Sutopo Purwo Nugroho Kepala Pusat Data, Informasi dan Hubungan Masyarakat Badan Nasional Penanggulangan Bencana (BNPB) mengatakan perhitungan kerusakan dan kerugian akibat bencana di Sulawesi Tengah meningkat menjadi Rp18,48 triliun hingga Sabtu (27/10/2018).
“Peningkatan jumlah dampak ekonomi terjadi akibat data kerusakan yang menjadi data dasar lebih banyak dan lengkap dibandingkan sebelumnya,” kata Sutopo dalam pesan tertulis yang dilansir di Jakarta dikutip dari Antara, Minggu (28/10/2018).
Sutopo memperkirakan kerusakan dan kerugian di Sulawesi Tengah masih akan terus bertambah karena pendataan kerusakan belum selesai dilakukan.

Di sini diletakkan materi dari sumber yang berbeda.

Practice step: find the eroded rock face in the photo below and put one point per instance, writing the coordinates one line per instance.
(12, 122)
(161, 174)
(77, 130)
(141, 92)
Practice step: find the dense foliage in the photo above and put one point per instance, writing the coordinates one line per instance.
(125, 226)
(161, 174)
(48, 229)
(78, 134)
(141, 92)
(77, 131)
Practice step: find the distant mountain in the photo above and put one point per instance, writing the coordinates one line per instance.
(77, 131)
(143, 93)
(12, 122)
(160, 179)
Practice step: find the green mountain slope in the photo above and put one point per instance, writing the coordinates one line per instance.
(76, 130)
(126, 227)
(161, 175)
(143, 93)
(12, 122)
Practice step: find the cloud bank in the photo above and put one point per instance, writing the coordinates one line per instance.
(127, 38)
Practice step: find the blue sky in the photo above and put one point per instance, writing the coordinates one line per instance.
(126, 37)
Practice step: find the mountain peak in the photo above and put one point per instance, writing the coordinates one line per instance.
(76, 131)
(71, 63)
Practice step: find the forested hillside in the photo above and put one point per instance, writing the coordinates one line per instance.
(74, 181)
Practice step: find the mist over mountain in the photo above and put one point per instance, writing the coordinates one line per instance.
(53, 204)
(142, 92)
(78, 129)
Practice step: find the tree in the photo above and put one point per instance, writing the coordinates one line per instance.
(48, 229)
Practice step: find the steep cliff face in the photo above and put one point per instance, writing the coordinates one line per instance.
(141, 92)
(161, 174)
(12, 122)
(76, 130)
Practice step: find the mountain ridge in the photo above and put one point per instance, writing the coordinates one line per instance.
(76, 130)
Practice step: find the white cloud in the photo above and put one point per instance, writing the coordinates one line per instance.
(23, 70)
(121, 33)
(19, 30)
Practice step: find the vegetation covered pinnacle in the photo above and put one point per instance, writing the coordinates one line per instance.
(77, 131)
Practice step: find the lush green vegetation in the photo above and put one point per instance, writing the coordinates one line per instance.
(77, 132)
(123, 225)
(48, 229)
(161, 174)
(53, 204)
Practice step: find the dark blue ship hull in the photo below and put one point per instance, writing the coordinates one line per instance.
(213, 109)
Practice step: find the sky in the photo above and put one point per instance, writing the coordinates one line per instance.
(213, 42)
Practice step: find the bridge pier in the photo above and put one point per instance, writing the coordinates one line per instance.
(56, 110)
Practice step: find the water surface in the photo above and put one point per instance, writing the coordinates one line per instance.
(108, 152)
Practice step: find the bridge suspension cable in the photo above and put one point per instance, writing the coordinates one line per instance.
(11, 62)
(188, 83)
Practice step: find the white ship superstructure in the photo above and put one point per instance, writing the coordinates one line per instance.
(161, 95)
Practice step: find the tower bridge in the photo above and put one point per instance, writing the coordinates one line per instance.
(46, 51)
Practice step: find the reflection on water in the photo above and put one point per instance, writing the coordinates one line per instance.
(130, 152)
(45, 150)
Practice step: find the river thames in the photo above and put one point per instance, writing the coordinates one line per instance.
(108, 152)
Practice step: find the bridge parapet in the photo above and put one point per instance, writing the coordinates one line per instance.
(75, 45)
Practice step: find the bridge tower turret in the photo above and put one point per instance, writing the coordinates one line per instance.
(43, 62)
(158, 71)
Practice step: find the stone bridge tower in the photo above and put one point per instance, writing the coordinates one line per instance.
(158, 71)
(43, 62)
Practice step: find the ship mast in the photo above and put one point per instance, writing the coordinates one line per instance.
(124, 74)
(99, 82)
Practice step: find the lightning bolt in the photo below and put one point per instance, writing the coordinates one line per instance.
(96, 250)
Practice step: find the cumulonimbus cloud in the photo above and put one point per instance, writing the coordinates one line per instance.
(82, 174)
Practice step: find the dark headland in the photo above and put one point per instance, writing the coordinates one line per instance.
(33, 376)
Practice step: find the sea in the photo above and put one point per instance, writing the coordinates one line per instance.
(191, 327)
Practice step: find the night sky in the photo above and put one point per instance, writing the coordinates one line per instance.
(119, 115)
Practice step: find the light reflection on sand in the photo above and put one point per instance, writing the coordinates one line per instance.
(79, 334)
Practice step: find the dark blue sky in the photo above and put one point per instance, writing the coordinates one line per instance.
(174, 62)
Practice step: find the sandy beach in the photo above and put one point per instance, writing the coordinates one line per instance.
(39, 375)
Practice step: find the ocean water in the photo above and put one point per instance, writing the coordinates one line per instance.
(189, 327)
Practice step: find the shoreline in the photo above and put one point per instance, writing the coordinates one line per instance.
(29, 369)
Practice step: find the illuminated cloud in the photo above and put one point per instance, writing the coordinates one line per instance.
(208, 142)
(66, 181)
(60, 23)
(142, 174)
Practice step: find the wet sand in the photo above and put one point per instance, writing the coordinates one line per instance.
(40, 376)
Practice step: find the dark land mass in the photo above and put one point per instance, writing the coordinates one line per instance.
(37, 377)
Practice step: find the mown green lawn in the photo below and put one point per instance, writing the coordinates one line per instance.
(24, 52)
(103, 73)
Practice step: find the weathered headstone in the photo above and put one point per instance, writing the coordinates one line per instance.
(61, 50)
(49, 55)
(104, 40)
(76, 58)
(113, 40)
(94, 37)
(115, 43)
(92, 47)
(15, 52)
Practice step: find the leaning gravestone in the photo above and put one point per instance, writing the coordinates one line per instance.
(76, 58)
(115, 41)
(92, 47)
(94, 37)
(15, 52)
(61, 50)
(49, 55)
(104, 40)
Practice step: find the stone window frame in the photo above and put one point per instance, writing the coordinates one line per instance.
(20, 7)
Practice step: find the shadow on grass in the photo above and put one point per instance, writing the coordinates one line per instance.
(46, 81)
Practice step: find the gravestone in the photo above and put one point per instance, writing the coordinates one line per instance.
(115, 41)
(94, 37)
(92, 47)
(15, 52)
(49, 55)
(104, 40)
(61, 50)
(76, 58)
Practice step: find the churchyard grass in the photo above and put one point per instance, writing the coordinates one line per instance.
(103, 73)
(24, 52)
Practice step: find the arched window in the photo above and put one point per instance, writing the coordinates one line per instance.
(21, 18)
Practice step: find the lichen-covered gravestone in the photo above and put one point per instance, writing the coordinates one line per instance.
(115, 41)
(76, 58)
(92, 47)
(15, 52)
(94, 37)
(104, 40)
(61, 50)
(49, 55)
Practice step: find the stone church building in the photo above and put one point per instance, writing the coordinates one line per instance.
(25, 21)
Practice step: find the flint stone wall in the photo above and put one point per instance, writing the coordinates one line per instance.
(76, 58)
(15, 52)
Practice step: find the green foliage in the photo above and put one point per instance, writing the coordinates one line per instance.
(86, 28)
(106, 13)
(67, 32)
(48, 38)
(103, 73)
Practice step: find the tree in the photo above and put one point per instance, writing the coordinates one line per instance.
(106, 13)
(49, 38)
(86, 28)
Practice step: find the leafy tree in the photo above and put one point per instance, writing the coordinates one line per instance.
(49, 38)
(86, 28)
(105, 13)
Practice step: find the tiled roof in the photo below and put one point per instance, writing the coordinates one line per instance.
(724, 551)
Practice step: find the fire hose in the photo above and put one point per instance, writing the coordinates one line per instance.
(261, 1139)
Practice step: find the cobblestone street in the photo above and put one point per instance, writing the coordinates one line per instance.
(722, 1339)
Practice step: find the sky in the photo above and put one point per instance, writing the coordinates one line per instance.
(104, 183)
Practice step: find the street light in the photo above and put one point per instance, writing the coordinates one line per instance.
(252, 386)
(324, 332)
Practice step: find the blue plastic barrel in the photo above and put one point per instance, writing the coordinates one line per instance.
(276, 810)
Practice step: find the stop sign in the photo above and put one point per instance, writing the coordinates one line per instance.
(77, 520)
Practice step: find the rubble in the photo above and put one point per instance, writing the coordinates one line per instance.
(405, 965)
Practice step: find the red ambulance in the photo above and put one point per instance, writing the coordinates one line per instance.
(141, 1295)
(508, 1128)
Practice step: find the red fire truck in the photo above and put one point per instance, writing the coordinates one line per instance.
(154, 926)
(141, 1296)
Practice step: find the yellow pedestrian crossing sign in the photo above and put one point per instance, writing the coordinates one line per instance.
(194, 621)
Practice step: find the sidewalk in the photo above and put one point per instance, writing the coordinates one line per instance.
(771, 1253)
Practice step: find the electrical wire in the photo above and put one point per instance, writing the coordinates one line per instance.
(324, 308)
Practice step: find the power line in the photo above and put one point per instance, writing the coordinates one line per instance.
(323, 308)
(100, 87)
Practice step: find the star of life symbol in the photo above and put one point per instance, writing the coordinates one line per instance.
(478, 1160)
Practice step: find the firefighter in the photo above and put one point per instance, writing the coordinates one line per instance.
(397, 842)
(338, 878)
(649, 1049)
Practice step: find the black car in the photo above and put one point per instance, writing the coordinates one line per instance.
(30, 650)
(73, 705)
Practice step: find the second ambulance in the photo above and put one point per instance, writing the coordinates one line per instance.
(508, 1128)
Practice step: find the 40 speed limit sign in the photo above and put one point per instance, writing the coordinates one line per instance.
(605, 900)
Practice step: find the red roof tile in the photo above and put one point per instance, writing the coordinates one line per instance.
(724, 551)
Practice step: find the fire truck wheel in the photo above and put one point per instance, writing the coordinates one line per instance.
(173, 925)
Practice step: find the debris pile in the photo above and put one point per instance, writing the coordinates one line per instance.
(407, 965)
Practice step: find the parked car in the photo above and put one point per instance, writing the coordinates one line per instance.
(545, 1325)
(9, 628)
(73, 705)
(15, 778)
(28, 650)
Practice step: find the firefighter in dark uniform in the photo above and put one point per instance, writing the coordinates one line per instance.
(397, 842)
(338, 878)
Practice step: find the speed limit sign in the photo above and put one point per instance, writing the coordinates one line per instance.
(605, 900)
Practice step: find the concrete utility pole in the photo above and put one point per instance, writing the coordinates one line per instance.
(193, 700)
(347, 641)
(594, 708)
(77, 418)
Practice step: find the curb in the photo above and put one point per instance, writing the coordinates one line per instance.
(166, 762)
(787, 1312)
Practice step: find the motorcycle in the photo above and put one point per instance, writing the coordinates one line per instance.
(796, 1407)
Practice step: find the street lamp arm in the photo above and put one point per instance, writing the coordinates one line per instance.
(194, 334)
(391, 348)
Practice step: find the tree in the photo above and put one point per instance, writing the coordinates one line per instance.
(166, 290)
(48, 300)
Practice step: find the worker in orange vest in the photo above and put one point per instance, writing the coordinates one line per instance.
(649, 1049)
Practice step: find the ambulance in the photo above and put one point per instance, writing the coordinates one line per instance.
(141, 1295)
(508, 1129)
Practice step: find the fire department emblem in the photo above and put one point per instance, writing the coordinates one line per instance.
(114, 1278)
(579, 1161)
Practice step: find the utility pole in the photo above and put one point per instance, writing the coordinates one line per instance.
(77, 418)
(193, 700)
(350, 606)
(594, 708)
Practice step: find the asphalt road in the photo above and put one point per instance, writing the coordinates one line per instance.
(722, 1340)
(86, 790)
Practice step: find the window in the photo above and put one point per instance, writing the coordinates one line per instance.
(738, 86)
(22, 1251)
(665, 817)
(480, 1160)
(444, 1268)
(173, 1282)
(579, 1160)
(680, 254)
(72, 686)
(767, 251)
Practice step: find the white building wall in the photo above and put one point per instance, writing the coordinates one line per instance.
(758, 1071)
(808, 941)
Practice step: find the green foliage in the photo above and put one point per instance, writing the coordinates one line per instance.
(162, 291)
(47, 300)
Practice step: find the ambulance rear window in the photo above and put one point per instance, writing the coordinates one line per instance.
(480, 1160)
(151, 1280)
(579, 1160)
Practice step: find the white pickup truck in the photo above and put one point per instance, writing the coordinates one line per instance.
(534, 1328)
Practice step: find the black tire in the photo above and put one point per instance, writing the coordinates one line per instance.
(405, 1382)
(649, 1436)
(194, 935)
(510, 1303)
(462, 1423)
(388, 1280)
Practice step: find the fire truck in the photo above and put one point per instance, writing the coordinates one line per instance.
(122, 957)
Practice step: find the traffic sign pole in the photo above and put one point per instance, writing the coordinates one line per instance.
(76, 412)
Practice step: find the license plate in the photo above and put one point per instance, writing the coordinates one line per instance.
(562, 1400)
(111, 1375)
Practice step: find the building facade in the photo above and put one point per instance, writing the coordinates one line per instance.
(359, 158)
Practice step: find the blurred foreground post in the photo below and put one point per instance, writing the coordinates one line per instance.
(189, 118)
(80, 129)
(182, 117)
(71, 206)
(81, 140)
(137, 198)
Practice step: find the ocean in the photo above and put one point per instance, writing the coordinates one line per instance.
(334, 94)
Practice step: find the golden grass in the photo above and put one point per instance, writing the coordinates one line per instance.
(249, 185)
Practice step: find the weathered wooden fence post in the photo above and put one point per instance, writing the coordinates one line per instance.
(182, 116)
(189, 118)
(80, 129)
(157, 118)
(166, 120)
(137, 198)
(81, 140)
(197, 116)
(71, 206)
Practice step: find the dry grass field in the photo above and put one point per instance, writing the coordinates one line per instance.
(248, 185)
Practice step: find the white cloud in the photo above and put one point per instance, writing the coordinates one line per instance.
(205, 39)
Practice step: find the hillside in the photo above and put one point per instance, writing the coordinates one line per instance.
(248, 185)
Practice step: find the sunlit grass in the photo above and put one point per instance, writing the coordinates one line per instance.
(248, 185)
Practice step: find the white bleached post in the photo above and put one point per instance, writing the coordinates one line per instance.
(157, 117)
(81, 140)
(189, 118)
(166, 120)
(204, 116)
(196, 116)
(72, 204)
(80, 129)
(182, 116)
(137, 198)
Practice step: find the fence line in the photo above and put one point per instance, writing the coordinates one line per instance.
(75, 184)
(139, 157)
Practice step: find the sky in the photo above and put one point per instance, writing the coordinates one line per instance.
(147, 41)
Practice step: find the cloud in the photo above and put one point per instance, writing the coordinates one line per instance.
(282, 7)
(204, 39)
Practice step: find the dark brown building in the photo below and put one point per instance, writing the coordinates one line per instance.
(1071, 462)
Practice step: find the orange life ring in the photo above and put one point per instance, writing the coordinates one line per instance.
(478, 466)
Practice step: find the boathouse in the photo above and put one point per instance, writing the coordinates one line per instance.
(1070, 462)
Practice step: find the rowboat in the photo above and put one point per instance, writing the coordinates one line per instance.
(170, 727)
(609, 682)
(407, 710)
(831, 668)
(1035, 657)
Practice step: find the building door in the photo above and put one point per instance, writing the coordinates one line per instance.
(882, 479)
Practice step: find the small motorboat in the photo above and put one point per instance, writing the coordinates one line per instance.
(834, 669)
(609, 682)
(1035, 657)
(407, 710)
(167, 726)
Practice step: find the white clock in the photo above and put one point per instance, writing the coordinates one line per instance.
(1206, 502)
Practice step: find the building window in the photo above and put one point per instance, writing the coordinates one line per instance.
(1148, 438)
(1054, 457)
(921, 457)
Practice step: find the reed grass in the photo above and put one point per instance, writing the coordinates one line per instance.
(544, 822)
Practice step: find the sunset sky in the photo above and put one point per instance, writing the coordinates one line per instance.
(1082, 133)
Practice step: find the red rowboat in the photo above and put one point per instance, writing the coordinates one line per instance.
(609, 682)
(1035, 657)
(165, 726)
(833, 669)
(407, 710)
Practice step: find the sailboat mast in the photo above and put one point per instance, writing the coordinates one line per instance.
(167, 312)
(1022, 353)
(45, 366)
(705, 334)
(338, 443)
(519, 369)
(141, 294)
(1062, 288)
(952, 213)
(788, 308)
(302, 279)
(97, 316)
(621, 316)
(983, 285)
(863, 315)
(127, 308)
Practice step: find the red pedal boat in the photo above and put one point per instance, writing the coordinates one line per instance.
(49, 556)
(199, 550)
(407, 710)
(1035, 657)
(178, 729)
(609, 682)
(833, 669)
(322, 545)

Dari dampak ekonomi Rp18,48 triliun, nilai kerusakan mencapai 15,58 triliun dan kerugian mencapai Rp2,89 triliun. Kerusakan adalah nilai kerusakan stok fisik aset. Sedangkan kerugian adalah kerugian arus ekonomi yang terganggu akibat bencana.
Kerusakan dan kerugian di sektor permukiman mencapai Rp9,41 triliun, sektor infrastruktur Rp1,05 triliun, sektor ekonomi Rp4,22 triliun, sektor sosial Rp3,37 triliun, dan lintas sektor mencapai Rp44 miliar.
“Kerugian dan kerusakan di sektor permukiman paling besar karena dampak bencana yang luas dan masif. Hampir sepanjang pantai di Teluk Palu bangunan rata tanah dan rusak berat,” katanya.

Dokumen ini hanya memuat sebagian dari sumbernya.